Saviynt is a leader in identity security, delivering an AI-powered platform for governing and securing access to applications and data. As a Principal Engineer, you will define and drive the reliability strategy for their SaaS platform, focusing on designing and maintaining shared infrastructure services and ensuring high availability and performance.
Responsibilities:
- Define and drive the reliability strategy for our SaaS platform
- Design, build, and maintain the shared infrastructure services and platforms that our product and application teams will depend on
- Create reusable, reliable, and scalable solutions that abstract away complexity, enabling other teams to focus on their core business logic and deliver features faster in a multi-cloud environment
- Design and build core platform components and shared infrastructure services that other development teams will integrate with and leverage to deploy and operate their applications
- Architect, implement, and manage highly available and scalable Kubernetes platforms as a service for internal consumers
- Develop robust, internal-facing tools and automation for infrastructure provisioning and management primarily using Go (Golang)

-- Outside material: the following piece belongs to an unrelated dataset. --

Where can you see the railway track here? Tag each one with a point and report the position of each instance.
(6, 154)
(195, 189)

- Architect and optimize foundational solutions within Cloud environments (AWS, Azure, etc.), focusing on creating reusable patterns and modules for other teams
- Design and implement shared Event-Driven Architecture components and messaging platforms using technologies like Kafka or Google Pub/Sub that product teams can easily utilize
- Develop and maintain robust CI/CD pipelines (e.g., GitLab CI and ArgoCD) as a service, providing standardized and automated deployment workflows for various development teams
- Design and build resilient Distributed Systems components that serve as building blocks for other applications, focusing on reliability, fault tolerance, and performance
- Manage and optimize our shared infrastructure across Multi-Region Cloud Environments, ensuring that platform services are globally available and performant for all consumers
- Establish and enhance centralized Observability and Monitoring platforms and tools that provide self-service insights for consuming teams
- Define and implement clear, well-documented RESTful API designs for the infrastructure services you build, ensuring ease of integration for internal clients
- Implement and manage Service Mesh (e.g., Envoy, Istio) capabilities, providing traffic management, security, and policy enforcement as a shared platform for services
- Design, implement, and optimize highly available Relational Database services or shared data platforms for broad organizational use
- Collaborate closely with product development teams to understand their infrastructure needs and pain points, providing technical guidance and support
- Participate in on-call rotations to support the critical shared infrastructure you build
Requirements:
- 9+ years of experience in an Infrastructure Development, Platform Engineering, or Site Reliability Engineering role, with a strong focus on building tools and services for other engineers
- Deep expertise with Kubernetes in production environments, particularly in providing it as a platform(i.e single tenant and multi-tenant deployment architectures)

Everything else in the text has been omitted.